Since october 1991, he has been
working with Service Hospitalier Frédéric Joliot, Commissariat
à l'Énergie Atomique, Orsay, France, on image analysis problems related to brain mapping. Since 1999, he has been leading a group, which project consists of the development of a new bunch of brain mapping methods designed from a structural point of view. This research is threefold:
- Structural group analysis through the pairing of individual activated clusters according to anatomical localization. This work aims at overcoming the increasing dissatisfaction observed in the brain mapping community with regard to the standard voxel based approach relying on the proportional system. This line of research is developed in collaboration with Olivier Coulon, ESIL, Marseille.
- Inference of a generic model of cortical folding stemming from an original hypothesis on invariance of the first folds appearing during brain growth. This work aims at finding a consistent way of pairing sulco-gyral patterns across individuals. This would allow the definition of a systematic parcellation of the cortical surface to be compared with architectony oriented parcellations. This line of research is based on a long lasting collaboration with Jean Régis, neurosurgeon in CHU La Timone, Marseille.

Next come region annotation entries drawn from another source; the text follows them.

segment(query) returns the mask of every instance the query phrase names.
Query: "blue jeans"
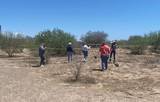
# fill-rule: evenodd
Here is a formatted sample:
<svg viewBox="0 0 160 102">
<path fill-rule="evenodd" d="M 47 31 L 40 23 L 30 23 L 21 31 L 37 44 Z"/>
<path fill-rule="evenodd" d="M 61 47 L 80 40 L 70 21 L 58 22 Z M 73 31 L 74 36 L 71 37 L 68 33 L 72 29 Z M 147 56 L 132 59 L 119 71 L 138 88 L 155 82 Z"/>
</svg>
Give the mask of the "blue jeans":
<svg viewBox="0 0 160 102">
<path fill-rule="evenodd" d="M 73 52 L 67 52 L 68 62 L 72 61 L 72 55 L 73 55 Z"/>
<path fill-rule="evenodd" d="M 108 68 L 108 58 L 109 56 L 107 55 L 101 55 L 101 65 L 102 65 L 102 70 L 106 70 Z"/>
</svg>

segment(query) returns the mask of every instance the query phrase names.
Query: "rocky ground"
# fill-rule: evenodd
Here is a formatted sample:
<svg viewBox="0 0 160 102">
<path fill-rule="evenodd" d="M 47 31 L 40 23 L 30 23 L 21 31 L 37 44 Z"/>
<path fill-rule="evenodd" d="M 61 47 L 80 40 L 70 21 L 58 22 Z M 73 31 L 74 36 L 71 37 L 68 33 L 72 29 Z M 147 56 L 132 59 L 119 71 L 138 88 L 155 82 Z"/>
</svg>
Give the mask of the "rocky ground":
<svg viewBox="0 0 160 102">
<path fill-rule="evenodd" d="M 160 55 L 118 49 L 119 67 L 101 72 L 97 53 L 91 49 L 86 63 L 53 57 L 43 68 L 28 53 L 0 53 L 0 102 L 160 102 Z"/>
</svg>

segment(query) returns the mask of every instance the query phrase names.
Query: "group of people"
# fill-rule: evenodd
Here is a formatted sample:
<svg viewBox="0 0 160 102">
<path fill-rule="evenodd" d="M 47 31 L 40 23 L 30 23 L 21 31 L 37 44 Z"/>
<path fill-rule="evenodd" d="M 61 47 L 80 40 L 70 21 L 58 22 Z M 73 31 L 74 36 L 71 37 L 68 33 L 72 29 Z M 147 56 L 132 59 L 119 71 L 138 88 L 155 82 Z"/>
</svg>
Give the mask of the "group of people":
<svg viewBox="0 0 160 102">
<path fill-rule="evenodd" d="M 116 41 L 111 42 L 111 46 L 107 45 L 106 43 L 102 43 L 99 47 L 99 53 L 100 53 L 100 58 L 101 58 L 101 66 L 102 66 L 102 71 L 107 70 L 108 68 L 108 60 L 111 62 L 112 57 L 113 57 L 113 63 L 115 63 L 116 60 L 116 48 L 117 48 L 117 43 Z M 42 44 L 39 47 L 39 57 L 41 59 L 40 61 L 40 66 L 43 67 L 45 65 L 45 49 L 46 46 L 45 44 Z M 83 61 L 86 62 L 88 58 L 88 52 L 91 49 L 90 46 L 87 44 L 83 44 L 82 46 L 82 53 L 83 53 Z M 69 42 L 67 47 L 67 57 L 68 57 L 68 63 L 72 62 L 73 60 L 73 46 L 72 43 Z"/>
</svg>

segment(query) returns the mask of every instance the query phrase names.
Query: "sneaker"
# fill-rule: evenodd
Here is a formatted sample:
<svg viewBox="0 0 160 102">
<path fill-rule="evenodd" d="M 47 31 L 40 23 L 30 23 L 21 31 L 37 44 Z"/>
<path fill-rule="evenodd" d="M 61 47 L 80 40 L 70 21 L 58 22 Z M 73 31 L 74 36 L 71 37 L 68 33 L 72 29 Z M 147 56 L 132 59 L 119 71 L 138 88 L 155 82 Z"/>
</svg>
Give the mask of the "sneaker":
<svg viewBox="0 0 160 102">
<path fill-rule="evenodd" d="M 43 67 L 44 67 L 44 65 L 41 65 L 41 67 L 43 68 Z"/>
</svg>

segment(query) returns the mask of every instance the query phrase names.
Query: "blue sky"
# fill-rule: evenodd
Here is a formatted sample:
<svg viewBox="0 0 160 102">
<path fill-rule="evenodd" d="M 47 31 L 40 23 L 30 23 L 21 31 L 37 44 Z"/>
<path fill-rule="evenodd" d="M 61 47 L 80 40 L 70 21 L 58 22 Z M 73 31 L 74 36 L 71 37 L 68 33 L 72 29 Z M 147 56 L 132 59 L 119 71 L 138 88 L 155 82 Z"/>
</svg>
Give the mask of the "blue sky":
<svg viewBox="0 0 160 102">
<path fill-rule="evenodd" d="M 60 28 L 77 38 L 99 30 L 127 39 L 160 30 L 160 0 L 0 0 L 0 25 L 31 36 Z"/>
</svg>

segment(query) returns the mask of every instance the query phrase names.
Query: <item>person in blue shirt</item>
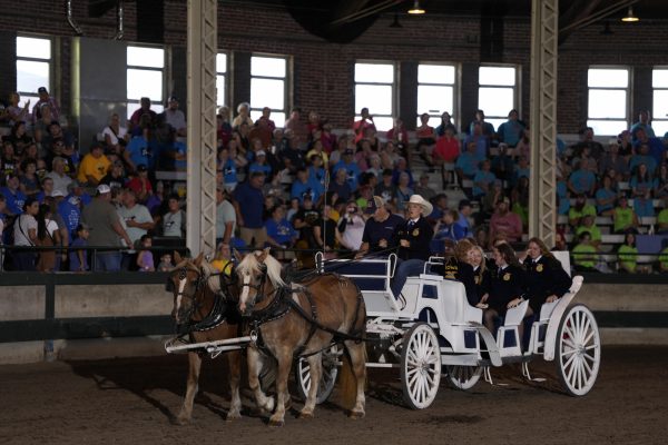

- Inference of the cortex connectivity from the living human brain using MR diffusion imaging.
Past achievements have already fathered original tools that have been recently packaged together in a user-friendly software environment (Anatomist/BrainVISA). Current efforts should lead the group to merge the three lines of algorithmic work into a common structural framework embodied in a new software called Cartograph. This software will be endowed with higher level functionalities allowing easy manipulation of large databases of structural data.
Cartograph will assist neuroscientists during structural group analysis procedures dedicated to the incremental inference of structural cognitive models.